8-month-old male black and white Micro Pig (Sus scofra).Wilber presented with dyspnea from potential aspiration. He has had CNS deficits for 2 months, since overeating at Thanksgiving. Recently, he was treated for a facial abscess. Profound hypoglycemia, hypokalemia, depression, bradycardia and hypothermia were recorded. He seizured and went into cardiac arrest.
Mild pneumonia was detected in this emaciated, 2.3kg pig. Animal had hydrocephalus.
A section of the thinned cerebral cortex is presented. A laminar pattern of neuronal necrosis and loss is seen. Remaining is a neuropil of gliosis with astrocytes activated microglia and scattered oligodendroglia. Gitter cells are scattered and also form nests about aciculate cholesterol clefts. Foci of calcified debris and cells and arterioles with a rim of calcium at the medial/intimal interface are noted. Scattered mononuclear cells infiltrate with a few neutrophils and thin cuffs of mononuclear cells are noted. Remaining neuropil is often rarified or has microcavitation (edema) with rare spheroids.

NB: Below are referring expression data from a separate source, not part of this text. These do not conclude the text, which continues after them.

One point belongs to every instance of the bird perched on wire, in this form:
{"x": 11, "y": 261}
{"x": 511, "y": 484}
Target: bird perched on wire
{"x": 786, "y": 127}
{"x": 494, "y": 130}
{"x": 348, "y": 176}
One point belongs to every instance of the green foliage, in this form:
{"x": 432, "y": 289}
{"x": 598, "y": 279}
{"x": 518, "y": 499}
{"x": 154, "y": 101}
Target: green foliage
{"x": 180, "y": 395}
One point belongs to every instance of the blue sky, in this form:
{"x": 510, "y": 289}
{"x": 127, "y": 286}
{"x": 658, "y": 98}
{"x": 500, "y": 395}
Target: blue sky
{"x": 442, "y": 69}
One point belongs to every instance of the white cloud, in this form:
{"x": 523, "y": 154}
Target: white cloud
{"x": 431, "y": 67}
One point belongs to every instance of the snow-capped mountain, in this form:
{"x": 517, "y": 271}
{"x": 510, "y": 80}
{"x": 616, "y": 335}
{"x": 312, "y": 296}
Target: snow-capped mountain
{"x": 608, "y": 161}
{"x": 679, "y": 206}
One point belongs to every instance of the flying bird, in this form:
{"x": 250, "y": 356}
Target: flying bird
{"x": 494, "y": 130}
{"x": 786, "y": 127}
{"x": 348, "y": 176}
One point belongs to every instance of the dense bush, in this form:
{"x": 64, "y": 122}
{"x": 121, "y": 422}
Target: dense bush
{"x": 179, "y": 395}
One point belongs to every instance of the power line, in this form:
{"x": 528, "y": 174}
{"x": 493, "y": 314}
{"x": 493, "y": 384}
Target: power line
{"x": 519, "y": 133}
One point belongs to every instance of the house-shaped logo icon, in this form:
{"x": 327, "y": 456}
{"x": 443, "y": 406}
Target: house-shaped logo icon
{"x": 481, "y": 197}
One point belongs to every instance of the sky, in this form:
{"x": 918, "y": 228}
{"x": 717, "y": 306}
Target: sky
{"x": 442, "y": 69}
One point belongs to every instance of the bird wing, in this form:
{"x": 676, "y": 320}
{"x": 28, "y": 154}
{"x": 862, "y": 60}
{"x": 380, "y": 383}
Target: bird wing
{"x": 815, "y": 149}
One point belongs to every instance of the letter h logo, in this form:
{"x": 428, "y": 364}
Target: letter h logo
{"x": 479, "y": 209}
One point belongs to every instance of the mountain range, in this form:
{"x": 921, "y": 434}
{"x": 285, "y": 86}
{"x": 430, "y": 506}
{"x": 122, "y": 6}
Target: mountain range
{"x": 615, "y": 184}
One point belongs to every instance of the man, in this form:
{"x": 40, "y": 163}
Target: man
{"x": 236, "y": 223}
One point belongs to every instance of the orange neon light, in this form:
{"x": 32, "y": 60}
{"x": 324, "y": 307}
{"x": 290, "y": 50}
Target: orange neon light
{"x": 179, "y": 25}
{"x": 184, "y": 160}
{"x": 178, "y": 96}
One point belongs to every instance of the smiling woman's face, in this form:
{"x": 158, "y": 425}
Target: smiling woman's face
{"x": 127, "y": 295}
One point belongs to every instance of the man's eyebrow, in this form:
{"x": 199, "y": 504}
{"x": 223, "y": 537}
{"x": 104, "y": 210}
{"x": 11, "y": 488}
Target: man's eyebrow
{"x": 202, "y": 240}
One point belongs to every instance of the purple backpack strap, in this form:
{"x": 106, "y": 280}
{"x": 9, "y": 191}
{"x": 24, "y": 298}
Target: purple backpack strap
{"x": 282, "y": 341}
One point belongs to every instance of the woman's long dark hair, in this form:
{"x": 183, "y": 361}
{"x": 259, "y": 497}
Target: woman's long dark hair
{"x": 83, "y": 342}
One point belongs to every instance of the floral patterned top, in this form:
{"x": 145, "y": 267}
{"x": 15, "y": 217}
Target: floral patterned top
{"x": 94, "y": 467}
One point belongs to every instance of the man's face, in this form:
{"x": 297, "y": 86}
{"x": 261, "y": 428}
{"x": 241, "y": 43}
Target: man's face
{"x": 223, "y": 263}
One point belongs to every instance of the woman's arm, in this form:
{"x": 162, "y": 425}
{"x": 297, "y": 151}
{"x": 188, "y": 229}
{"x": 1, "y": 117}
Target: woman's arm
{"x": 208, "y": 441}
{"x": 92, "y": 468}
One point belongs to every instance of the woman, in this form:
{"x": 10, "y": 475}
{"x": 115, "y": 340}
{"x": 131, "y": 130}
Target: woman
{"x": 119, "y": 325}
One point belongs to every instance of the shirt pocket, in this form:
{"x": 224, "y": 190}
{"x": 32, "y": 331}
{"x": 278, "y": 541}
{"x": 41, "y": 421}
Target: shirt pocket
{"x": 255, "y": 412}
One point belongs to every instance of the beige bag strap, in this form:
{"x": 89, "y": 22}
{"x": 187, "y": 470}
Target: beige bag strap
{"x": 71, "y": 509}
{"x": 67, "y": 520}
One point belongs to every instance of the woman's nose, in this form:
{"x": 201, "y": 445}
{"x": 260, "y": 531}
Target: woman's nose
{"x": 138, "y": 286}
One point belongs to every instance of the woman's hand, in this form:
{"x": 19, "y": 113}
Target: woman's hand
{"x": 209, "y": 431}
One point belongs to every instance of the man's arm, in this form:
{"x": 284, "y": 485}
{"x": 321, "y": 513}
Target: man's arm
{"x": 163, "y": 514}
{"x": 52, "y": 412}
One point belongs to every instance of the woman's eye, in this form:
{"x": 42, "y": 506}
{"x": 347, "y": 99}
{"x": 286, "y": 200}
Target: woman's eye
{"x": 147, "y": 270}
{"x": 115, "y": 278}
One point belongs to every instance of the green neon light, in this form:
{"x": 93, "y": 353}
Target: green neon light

Chronic encephalopathy with laminar cortical necrosis; hydrocephalus ex vaccuo.
Cause: Potato chip binging, salt intoxication.
Salt intoxication d/t potato chip toxicity ;)
Micro pigs are one of a recent proliferation of pocket pets to appear on the market. Sometimes called teacup pigs because when born they can fit in a teacup, they grow to be the height of a medium-sized dog and weigh as much as 65 pounds.
This is a unique lesion and becomes intriguing when you are told that little Wilber loved potato chips, and at Thanksgiving was waylaid by a bag of Lays. He survived the salt intoxication with deficits for 2 months. The gross images of his brain demonstrate injected cerebral vessels and cortex collapse. On cross section, the laminar necrosis is seen nicely. While the morphologic can be followed by a chain of descriptors, this is an encephalopathy. Calcification of neuropil necrosis is common, but the pattern of vessel calcification is interesting. The nests of Gitter cells with cholesterol clefts are reminiscent of lipogranulomas. The mononuclear cells are mostly macrophages like is seen in cases of chronic polioencephalopathy and many infarcts; therefore, encephalitis is probably not a valid morphologic. I am not aware of a similar case being described although a comment on similar chronic lesions is in texts.(5) One must wonder if seizures have a role in developing some of the cortical necrosis.
Salt poisoning of young pigs is well known in its acute form and occurs when high salt diets are given when inadequate water is available.(2,5) Upon the later consumption of water, the salt in the cortical tissues cannot be cleared before water enters to cause the laminar necrosis. Evidence of presumed previous eosinophil cuffing is nowhere to be seen at this time. It is thought that eosinophil cuffs are associated/induced by sodium excess in tissues but may not be seen and cuffs are not present several days after survival.(2,5) Laminar necrosis in cases of salt intoxication does not fluoresce (JFE).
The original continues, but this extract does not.